This Is Me . . . Then

(Epic)

Ben does Jen, PG-style; God to blame.

The mental image of Ben Affleck laying the pipe to J.Lo isn't quite as pervasively foul as Pee-Wee Herman and Principal Rooney shooting candids of naked little boys, but now that an entire album exists that lasciviously, endlessly chronicles the former, I say demerits are equal. On the plus side, unlike, say, an At the Drive-In album, I'm pretty sure I can accurately describe what every song on this piece of historic bat shit is about. Not every track champions Daredevil as "my lust, my love, my man, my child [don't worry; I'm phoning LAPD as you read], my friend and my king," like the masterfully titled "Dear Ben"; in fact, judging by the repeated utility of keywords like "angel," "sacred," and "blessed" and the smoking-gun assertion that "I think God made you for me," apparently J.Lo thinks she's dating Bartleby from Kevin Smith's Dogma. This series of interchangeable odes is set to interchangeable, down-tempo, rent-a-soul grooves, with the notable exception of "Jenny From the Block," the already infamous testament to keep-ing it real, which, along with former singles "Love Don't Cost a Thing" and "I'm Real," completes perhaps the most grotesquely ironic, debased trilogy in pop his- tory.
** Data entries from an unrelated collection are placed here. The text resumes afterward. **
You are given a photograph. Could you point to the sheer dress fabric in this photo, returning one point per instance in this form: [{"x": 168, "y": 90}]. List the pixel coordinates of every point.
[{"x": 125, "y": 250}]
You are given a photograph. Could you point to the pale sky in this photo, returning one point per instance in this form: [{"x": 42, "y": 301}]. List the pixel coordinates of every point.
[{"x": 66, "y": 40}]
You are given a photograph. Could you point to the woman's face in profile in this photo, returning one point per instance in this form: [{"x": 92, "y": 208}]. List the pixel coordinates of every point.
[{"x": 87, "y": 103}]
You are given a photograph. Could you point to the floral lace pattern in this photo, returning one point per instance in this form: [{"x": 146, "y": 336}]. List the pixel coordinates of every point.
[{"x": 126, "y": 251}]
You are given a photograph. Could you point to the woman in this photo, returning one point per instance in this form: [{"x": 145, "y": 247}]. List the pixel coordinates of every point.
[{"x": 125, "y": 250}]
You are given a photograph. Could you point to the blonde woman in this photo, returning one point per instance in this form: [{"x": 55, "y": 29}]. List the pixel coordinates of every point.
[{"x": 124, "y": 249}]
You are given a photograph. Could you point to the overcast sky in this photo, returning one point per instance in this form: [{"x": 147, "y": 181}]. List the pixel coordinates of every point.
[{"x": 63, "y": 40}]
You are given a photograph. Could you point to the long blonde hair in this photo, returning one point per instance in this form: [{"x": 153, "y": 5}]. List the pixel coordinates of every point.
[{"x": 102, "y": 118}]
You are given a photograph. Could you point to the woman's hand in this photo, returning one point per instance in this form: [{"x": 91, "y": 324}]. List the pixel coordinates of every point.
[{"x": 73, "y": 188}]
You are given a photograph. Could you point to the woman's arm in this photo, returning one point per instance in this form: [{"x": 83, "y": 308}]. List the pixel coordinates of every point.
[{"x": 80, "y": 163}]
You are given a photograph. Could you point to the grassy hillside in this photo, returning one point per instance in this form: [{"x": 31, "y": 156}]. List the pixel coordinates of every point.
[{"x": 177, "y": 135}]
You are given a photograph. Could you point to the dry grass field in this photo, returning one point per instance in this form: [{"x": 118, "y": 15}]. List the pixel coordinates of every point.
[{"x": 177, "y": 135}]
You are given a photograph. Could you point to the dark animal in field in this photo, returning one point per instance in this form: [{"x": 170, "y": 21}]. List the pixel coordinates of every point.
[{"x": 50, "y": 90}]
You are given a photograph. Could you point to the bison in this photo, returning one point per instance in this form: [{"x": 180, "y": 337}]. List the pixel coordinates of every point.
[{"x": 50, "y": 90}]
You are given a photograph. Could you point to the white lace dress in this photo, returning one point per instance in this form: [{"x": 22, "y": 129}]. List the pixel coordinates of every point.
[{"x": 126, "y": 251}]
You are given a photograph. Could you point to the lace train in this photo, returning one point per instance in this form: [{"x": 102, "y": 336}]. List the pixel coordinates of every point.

ANDREW BONAZELLI

CARRIE NEWCOMER

The Gathering of Spirits

(Philo/Rounder)

Meditative, bluegrass-tinged affair from folk songsmith.

A deep sadness permeates folk/ country singer Newcomer's eighth album, but it's tempered by optimism. Whether she was influenced by Sept. 11 is hard to say. But like many of us with a newfound appreciation of our days' small, fleeting, wonder-filled moments, Newcomer felt compelled to consider those moments' resonance within the larger picture. For example, in the chiming, piano-leavened ballad "I'll Go Too," she recalls how in her childhood her father comforted her when she was afraid, then muses, in an empathetic voice similar to Mary Chapin Carpenter's, "So many things to brave/So many acts of courage/ We face each and every day." Elsewhere, in the sweetly textured (fiddles, gospel vocal harmonies) "I Heard an Owl," the lonesome call of a bird late one night prompts her to ponder what waits in the darkness: "Don't tell me hate is ever right or God's will/These are the wheels we put in motion ourselves/The whole world weeps and is weeping still/Though shaken I still believe." And in the bluegrass-flavored title track (guest vocals: Alison Krauss), she turns against the darkness, toward the celebratory: "There's a glory all around/The wisest say there's a thousand ways/To kneel and kiss the ground." Newcomer and producer Mark Williams (who's worked with everyone from R.E.M. to Southern Culture on the Skids) coax gentle spirits from this gathering, the kind ready to help us, in Newcomer's own words, "to have courage and take heart." FRED MILLS

KELLY OSBOURNE

Shut Up

(Epic)

Riding profitably on the rails on a gravy train.

Avril Lavigne's trademark tie hangs not beneath a double chin, which is the only demented explanation for Shut Up's inner sleeve spread, in which fellow 18-year-old Kelly Osbourne is done up as half Gisele, half geisha—an alien who evidently disintegrated the cute, plump-cheeked spawn of metal's Prince of Darkness that we see on TV. We could brainstorm filthy "Not a Girl, Not Yet a Woman" jokes at this point, or get to the (pun kind of intended) meat of the matter: What does Kelly have to say to us, and what silly-ass congregation of "alternative" studio hacks did she assemble as a soundtrack? In assessing the first burning question, hmmm . . . her public persona is that of an arrogant, whiny, bitchy, punked-out child of privilege; yup, almost every track is about wronging The Boy before The Boy wrongs her. Expletives are spat out infrequently, and incoherently, so Mummy and Daddy won't object. As for the backing band, Powerpack, they've obviously been weaned on a steady diet of Letters to Cleo. Nothing wrong with that. "Contradiction" and "Right Here" are affable, pop-rock Pop Rocks with great, dumb, fun choruses ("I love you, I love you, I love you. Leave me alone!") The real offense: The rich chick will get richer for, again, doin' nothin'. ANDREW BONAZELLI

Kelly Osbourne plays the KISS 106.1 Jingle Bell Bash at Tacoma Dome. 4 p.m. Sat., Dec. 21. $35-$45.